Por Arturo Guerrero
Los bastones de la guardia indígena acordonan el separador de las avenidas para que los transmilenios rueden con fluidez. Desde los andenes personas variopintas gritan “bienvenidos” y toman fotos con celular al espectáculo verde y rojo de los que marchan.
La Plaza de Bolívar contrasta. La estatua de Bolívar luce amordazada, ceñida de blanco, paloma estrujada sin libertad. Los augustos palacios circundantes visten polisombras negras por las que cruzan murciélagos de Wuhan. Los velos de la catedral y el palacio cardenalicio suben hasta el cielo. Nadie en los recintos de piedra quiere contaminarse de indio.

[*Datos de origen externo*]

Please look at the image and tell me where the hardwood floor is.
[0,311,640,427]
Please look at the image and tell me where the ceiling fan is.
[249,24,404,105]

Cada marchante es un músico. Las flautas agudas esparcen un perfume de monte andino. Mas que gritar consignas, los indígenas soplan o baten tambores. “No venimos a pelear con nadie”, anuncia un micrófono. El río andante sacude bordones coronados por banderines y cintas que ondean.
Hombres de bluyín y mochila y mujeres con banderas de arcoíris bailan marcando un pasito breve. Es un tun tun que da mimo a tanto pavimento. Hay mucha juventud, una mezcla de rasgos ancestrales y brío contemporáneo.
Se echan de menos las arengas. De cada cinco palabras los organizadores mientan tres, derivadas del vocablo espíritu. Agradecen al espíritu mayor, notifican la apertura de las autoridades espirituales, se dirigen al médico tradicional como sabedor espiritual, anuncian un juicio espiritual al presidente.
Sobre la primera explanada ceremonial del país sobrevuelan seres sutiles. Los indios se desempeñan con soltura en compañía de fuerzas que no se ven. Para ellos están más vivas que los vivos. A ellas les piden permiso para cazar, pescar, adivinar. Gracias a esos espectros se inmunizan contra el coronavirus, se protegen de los ministros y del Esmad escondido.
En vista de que el primer mandatario no aparece y deja la silla blanca vacía, un orador anuncia: “El presidente tiene derecho a defenderse, a un abogado. Le hacemos un llamado”.
Un trino de Aspasia Segunda parece elevarse sobre la muchedumbre. Lo sube a la red a las diez de la mañana de este lunes 19 de octubre: “Le falta mucho al Gobierno para despertar el orgullo y respeto que despierta la minga, mucho”.
Dos sustantivos elegidos con acierto. La minga concitó respeto. No miedo, como sucede con las marchas agitadas de consignas tropeleras, infiltradas por vándalos y correteadas por policías levemente adiestrados para matar. Ese desfile desde el sur, donde nacen los ríos, es una enseñanza de cómo oponer las fuerzas de la sensibilidad a las barbaridades de la historia.
El país experimenta orgullo pues desde las raíces surge la afirmación de otro modo de ser colombianos. Da gusto identificarse con esta música arrancada al viento, con el bailecito que cualquiera logra acompasar, con la risa esgrimida a manera de desenmascaramiento del rival.
Orgullo y respeto que no inspiran ni el sistema político que da la espalda ni el extremo contrario que ladra pero no suma.